Haydut: Yaptıklarıyla kendine yarar sağlayıp başkasına zarar veren kişi.
Aptal: Yaptıklarıyla, kendisine hiçbir yarar sağlamayan üstelik bununla
başka birine zarar veren kişi.
Meseleye bu açıdan bakıldığında aptallığın en tehlikeli insanlık durumu
olduğu görülecektir. Aptallık en umulmadık yerde ve zamanda, sebepsiz yere
ortaya çıkabilir ve toplum içinde zararlar doğurabilir. Zarar verme özelliği, bu
nitelikteki kişinin toplum içindeki yerinin yüksekliği ile doğrudan ilgilidir.
Albert Einstein; “İki şeyin sonu yoktur. Biri evren, diğeri insanın aptallığı.
Birincisinden o kadar da emin değilim.” der.
Zekâ ve akıl ise, birbirine sıkı sıkıya bağlı iki olgudur.

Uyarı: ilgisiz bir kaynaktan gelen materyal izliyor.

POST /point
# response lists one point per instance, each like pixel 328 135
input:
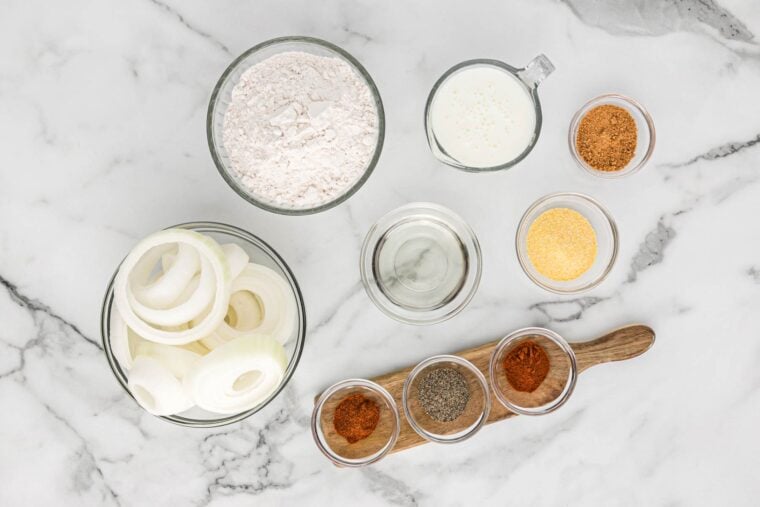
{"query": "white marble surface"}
pixel 102 111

Zekâ: “İnsanın
düşünme, akıl yürütme, objektif gerçekleri algılama, yargılama ve sonuç çıkarma
yeteneklerinin tamamı, anlama yeteneği, dirayet, feraset.” demektir.‡ Akıl ise;
düşünme, şuurlu olma, bilme, anlama, hissetme ve kavrama gücüdür; zekânın
temelini oluşturur. Akıllı insanlar, gerek zihnî gerekse bedenî yönden olsun
kâinattaki olguyu, hadiseyi, durumu, davranışları değerlendirirler. Zekilik ise
zekâyı kullanabilme hızıdır. Normalden fazla ve farklı kavrama yeteneğine sahip
kişilere de “zeki” denir. Zeki insanlar, kendilerini ispat için hususi gayret sarf
etmezler, çünkü buna ihtiyaçları yoktur. Pratik ve hızlı düşünenler, anında cevap
verirler. Hazırcevaplılık zekâ ve pratik düşünme ile doğrudan ilgilidir. Howard
Gardner, zekâlarıyla kendilerini ön plana çıkarmış insanların (Yehudi Menuhin,
T.S. Elliot, Anne Sullivan, Virginia Wolf…) yeteneklerini incelemesi sonrasında
yedi değişik zeka alanının var olduğunu tespit etmiştir.§ Sözgelişi; T. S. Eliot 10
yaşındayken, “Fireside” adında bir magazini tek başına çıkarmış, üç günlük bir
kış tatili sırasında, derginin 8 sayısını hazırlamıştır.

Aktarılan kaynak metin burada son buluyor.